Nitrosothiol-functionalized silicate bioceramic scaffolds with enhanced antibacterial property for bone repair

Abstract

Bacterial infection is a challenge in the field of bone tissue engineering. Antibiotics are often used to combat infection, but the abuse of antibiotics causes nonselective cytotoxicity and induces bacterial drug resistance. Therefore, it is of great clinical significance to develop bone tissue engineering scaffolds with antibacterial properties for bone repair. In this study, polymer-derived β-Ca2SiO4 (C2S) scaffolds were functionalized with nitric oxide (NO) precursors to repair infected bone defects due to their synergistic antibacterial properties by combining a photothermal effect and NO gas therapy.
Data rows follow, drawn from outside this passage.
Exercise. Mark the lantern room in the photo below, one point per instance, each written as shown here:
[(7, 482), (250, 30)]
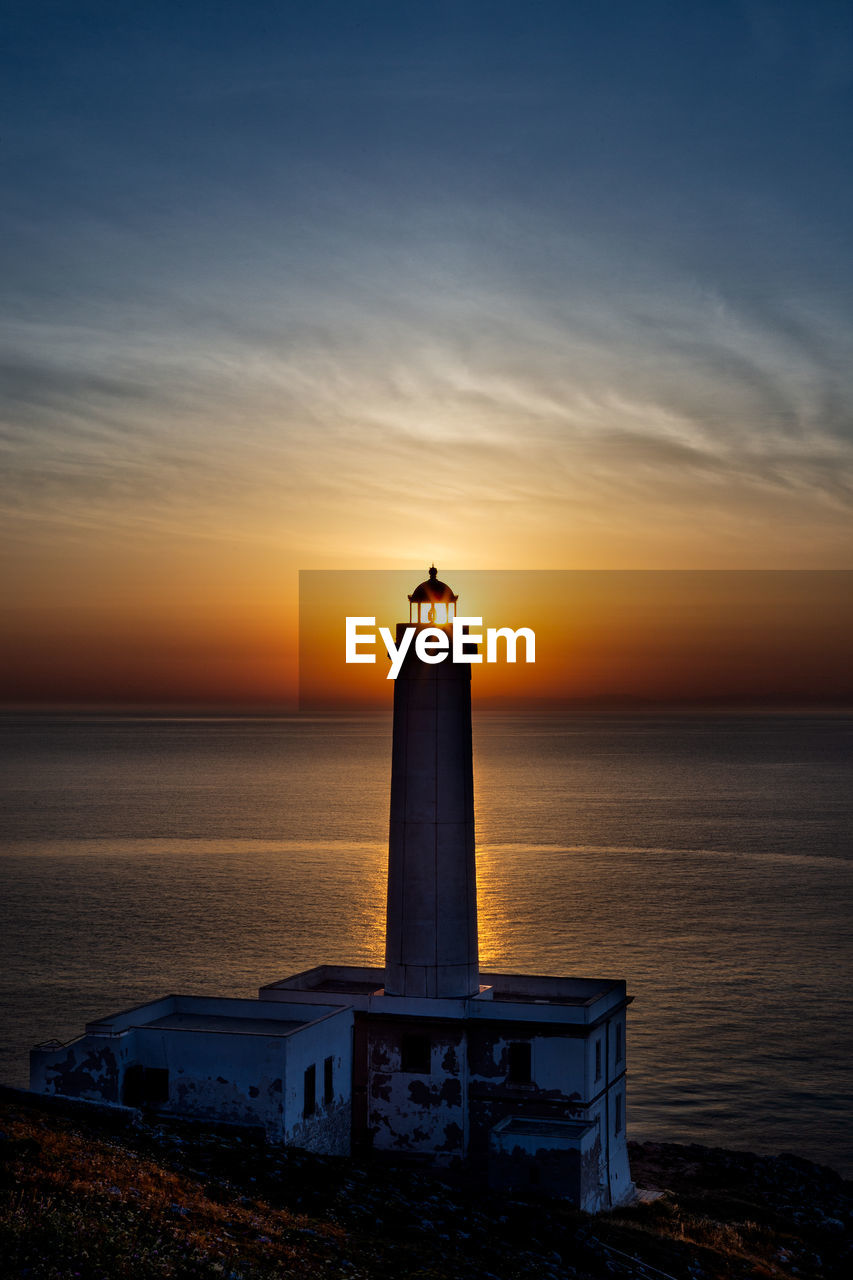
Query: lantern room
[(432, 603)]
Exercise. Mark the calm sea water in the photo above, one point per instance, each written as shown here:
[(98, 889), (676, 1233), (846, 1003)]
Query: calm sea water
[(706, 860)]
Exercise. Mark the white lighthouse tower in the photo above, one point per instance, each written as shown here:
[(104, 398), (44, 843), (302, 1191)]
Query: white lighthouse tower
[(430, 935), (521, 1078)]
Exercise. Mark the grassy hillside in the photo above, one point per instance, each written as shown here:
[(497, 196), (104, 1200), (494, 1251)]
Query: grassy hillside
[(86, 1197)]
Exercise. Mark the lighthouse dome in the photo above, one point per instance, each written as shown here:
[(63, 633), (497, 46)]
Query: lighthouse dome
[(433, 590), (432, 600)]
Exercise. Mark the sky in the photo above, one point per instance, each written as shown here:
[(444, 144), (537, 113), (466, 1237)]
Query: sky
[(360, 284)]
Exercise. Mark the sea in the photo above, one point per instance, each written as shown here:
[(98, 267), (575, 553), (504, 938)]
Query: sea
[(705, 859)]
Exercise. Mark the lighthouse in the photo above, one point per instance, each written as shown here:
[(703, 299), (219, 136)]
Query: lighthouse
[(430, 923), (520, 1078)]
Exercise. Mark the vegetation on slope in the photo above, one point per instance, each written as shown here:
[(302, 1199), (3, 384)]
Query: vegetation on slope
[(82, 1198)]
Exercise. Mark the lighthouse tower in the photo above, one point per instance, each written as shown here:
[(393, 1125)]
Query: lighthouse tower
[(430, 932), (520, 1077)]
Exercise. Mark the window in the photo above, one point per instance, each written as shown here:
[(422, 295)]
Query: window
[(520, 1063), (145, 1086), (415, 1054), (310, 1091)]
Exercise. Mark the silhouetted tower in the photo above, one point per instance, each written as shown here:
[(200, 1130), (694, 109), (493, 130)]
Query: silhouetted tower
[(430, 936)]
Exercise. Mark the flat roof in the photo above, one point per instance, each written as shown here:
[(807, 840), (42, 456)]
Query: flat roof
[(232, 1024), (534, 1128)]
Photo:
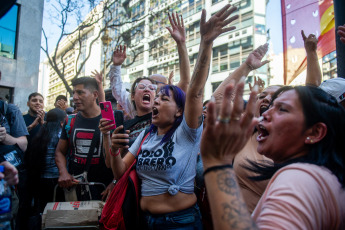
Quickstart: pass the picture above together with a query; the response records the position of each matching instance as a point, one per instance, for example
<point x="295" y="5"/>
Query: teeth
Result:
<point x="154" y="111"/>
<point x="261" y="127"/>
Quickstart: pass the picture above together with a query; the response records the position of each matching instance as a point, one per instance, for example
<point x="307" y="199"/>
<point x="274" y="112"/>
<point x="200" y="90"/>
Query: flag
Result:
<point x="312" y="16"/>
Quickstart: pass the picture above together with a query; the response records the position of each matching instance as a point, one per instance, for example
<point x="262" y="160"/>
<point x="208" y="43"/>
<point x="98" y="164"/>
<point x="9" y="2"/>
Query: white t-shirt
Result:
<point x="171" y="166"/>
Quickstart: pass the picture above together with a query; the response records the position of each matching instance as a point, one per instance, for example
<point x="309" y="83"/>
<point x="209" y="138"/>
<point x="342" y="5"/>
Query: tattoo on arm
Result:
<point x="234" y="212"/>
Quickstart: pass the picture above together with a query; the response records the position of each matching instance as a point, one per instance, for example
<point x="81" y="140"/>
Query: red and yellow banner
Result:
<point x="312" y="16"/>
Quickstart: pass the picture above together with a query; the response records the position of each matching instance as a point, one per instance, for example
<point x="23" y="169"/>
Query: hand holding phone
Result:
<point x="119" y="119"/>
<point x="107" y="113"/>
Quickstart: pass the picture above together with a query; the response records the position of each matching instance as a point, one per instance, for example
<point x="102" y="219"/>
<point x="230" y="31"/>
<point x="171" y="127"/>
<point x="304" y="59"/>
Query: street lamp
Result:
<point x="106" y="41"/>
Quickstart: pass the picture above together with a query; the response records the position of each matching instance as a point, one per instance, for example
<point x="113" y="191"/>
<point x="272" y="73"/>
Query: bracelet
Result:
<point x="215" y="168"/>
<point x="250" y="66"/>
<point x="114" y="155"/>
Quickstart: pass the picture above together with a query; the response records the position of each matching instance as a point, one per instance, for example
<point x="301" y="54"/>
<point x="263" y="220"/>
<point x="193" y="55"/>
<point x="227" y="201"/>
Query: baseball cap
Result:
<point x="335" y="87"/>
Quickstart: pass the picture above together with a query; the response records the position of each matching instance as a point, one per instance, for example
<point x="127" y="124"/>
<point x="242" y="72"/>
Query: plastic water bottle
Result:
<point x="5" y="203"/>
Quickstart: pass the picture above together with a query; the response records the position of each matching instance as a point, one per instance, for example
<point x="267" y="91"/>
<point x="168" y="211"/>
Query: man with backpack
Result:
<point x="12" y="130"/>
<point x="81" y="140"/>
<point x="13" y="142"/>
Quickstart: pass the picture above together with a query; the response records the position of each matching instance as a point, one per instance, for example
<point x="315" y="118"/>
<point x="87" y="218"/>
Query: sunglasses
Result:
<point x="143" y="86"/>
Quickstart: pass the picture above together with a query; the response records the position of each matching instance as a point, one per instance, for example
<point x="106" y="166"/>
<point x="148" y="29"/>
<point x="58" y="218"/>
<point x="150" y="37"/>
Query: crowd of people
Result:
<point x="275" y="161"/>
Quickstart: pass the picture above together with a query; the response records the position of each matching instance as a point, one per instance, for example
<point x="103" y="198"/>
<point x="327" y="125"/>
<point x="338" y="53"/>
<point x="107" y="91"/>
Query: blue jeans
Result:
<point x="187" y="219"/>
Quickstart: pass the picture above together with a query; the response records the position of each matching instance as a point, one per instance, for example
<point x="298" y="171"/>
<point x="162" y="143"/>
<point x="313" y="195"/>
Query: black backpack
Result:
<point x="10" y="153"/>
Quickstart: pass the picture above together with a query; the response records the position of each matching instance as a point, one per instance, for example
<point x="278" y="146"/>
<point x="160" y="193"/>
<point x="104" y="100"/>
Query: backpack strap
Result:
<point x="69" y="124"/>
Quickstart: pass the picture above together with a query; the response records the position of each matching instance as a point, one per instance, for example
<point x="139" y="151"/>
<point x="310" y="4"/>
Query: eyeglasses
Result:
<point x="143" y="86"/>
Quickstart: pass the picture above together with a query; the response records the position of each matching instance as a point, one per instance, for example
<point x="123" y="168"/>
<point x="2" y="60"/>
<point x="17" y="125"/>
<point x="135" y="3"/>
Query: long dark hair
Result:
<point x="318" y="106"/>
<point x="35" y="157"/>
<point x="180" y="100"/>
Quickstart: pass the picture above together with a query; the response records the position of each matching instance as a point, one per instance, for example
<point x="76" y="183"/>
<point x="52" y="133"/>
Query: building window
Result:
<point x="8" y="33"/>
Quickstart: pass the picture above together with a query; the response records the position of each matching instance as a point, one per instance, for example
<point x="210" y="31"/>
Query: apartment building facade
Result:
<point x="159" y="52"/>
<point x="156" y="51"/>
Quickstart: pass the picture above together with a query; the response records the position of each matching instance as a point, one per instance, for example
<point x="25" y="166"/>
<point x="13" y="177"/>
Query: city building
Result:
<point x="156" y="52"/>
<point x="159" y="50"/>
<point x="20" y="42"/>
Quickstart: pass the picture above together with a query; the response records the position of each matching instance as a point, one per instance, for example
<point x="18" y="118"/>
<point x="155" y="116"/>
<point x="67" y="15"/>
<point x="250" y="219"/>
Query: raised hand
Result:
<point x="254" y="58"/>
<point x="310" y="42"/>
<point x="225" y="136"/>
<point x="341" y="33"/>
<point x="259" y="82"/>
<point x="171" y="78"/>
<point x="211" y="29"/>
<point x="98" y="77"/>
<point x="177" y="30"/>
<point x="119" y="55"/>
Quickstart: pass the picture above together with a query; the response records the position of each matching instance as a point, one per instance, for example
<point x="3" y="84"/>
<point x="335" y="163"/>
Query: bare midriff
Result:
<point x="166" y="203"/>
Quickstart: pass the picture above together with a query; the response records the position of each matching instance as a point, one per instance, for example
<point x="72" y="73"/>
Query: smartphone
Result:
<point x="119" y="119"/>
<point x="107" y="112"/>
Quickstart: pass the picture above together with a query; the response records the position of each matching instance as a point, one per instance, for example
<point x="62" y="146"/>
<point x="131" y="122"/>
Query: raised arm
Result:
<point x="117" y="88"/>
<point x="209" y="31"/>
<point x="118" y="164"/>
<point x="65" y="179"/>
<point x="253" y="61"/>
<point x="341" y="33"/>
<point x="99" y="79"/>
<point x="314" y="74"/>
<point x="178" y="33"/>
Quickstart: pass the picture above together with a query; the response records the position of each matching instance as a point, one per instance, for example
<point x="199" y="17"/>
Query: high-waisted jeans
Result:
<point x="186" y="219"/>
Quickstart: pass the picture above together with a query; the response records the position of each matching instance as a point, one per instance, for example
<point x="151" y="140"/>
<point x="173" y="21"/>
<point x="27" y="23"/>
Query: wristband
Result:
<point x="215" y="168"/>
<point x="114" y="155"/>
<point x="250" y="66"/>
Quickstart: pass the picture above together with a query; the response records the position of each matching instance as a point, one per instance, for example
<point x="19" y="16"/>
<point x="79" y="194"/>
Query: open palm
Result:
<point x="255" y="57"/>
<point x="119" y="55"/>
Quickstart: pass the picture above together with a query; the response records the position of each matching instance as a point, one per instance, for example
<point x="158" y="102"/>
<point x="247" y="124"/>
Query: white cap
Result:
<point x="335" y="87"/>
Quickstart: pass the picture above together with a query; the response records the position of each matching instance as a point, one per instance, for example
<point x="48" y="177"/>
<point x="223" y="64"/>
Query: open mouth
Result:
<point x="263" y="108"/>
<point x="154" y="111"/>
<point x="263" y="133"/>
<point x="146" y="98"/>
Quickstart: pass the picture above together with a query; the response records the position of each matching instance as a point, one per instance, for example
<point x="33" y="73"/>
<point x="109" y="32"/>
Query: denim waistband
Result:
<point x="195" y="207"/>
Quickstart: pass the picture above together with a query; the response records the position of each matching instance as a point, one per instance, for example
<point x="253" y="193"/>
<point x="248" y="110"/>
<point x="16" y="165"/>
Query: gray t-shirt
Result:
<point x="168" y="167"/>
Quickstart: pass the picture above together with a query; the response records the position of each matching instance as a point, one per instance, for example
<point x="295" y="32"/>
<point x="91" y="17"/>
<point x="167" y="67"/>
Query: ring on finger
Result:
<point x="223" y="119"/>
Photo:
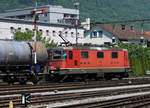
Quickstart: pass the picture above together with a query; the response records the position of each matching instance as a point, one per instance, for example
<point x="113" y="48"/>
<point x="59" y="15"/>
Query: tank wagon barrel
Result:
<point x="17" y="59"/>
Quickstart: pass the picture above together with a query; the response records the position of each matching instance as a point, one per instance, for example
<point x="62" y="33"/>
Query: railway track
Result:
<point x="40" y="92"/>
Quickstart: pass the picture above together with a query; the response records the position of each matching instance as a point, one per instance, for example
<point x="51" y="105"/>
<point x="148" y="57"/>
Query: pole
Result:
<point x="76" y="22"/>
<point x="35" y="58"/>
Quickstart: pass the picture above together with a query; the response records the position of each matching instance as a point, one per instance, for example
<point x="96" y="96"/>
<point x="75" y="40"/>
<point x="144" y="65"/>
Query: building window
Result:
<point x="95" y="34"/>
<point x="54" y="33"/>
<point x="19" y="28"/>
<point x="100" y="34"/>
<point x="114" y="54"/>
<point x="100" y="54"/>
<point x="84" y="54"/>
<point x="26" y="29"/>
<point x="72" y="34"/>
<point x="66" y="34"/>
<point x="12" y="29"/>
<point x="60" y="33"/>
<point x="47" y="32"/>
<point x="70" y="55"/>
<point x="40" y="30"/>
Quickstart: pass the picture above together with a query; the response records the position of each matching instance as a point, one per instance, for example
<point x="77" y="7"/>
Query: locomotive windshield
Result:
<point x="57" y="55"/>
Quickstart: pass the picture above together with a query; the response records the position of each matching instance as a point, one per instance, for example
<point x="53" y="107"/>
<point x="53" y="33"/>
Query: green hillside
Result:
<point x="97" y="10"/>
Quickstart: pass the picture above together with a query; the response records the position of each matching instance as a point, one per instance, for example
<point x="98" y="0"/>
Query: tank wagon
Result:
<point x="86" y="62"/>
<point x="17" y="61"/>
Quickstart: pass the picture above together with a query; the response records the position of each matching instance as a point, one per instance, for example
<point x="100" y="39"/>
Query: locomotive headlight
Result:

The results showed that the functionalization of C2S scaffolds with NO precursors not only maintained the initial macropore structure and photothermal effect of the scaffolds, but also endowed the scaffolds with sustained NO release ability. Importantly, the NO precursor-functionalized C2S (C2S–SNO) scaffolds improved the proliferation and alkaline phosphatase (ALP) activity of bone marrow mesenchymal stem cells (rBMSCs), as well as the expression of related osteogenic genes. Furthermore, the photothermal effect of the C2S–SNO scaffolds and the NO release induced by near-infrared (NIR) laser irradiation contributed to enhanced antibacterial efficacy, and the inhibition efficiencies of the C2S–SNO scaffolds against Staphylococcus aureus and Escherichia coli were estimated to be approximately 83.3% and 87.5%, respectively. Therefore, the C2S–SNO scaffolds are promising for repairing infected bone defects.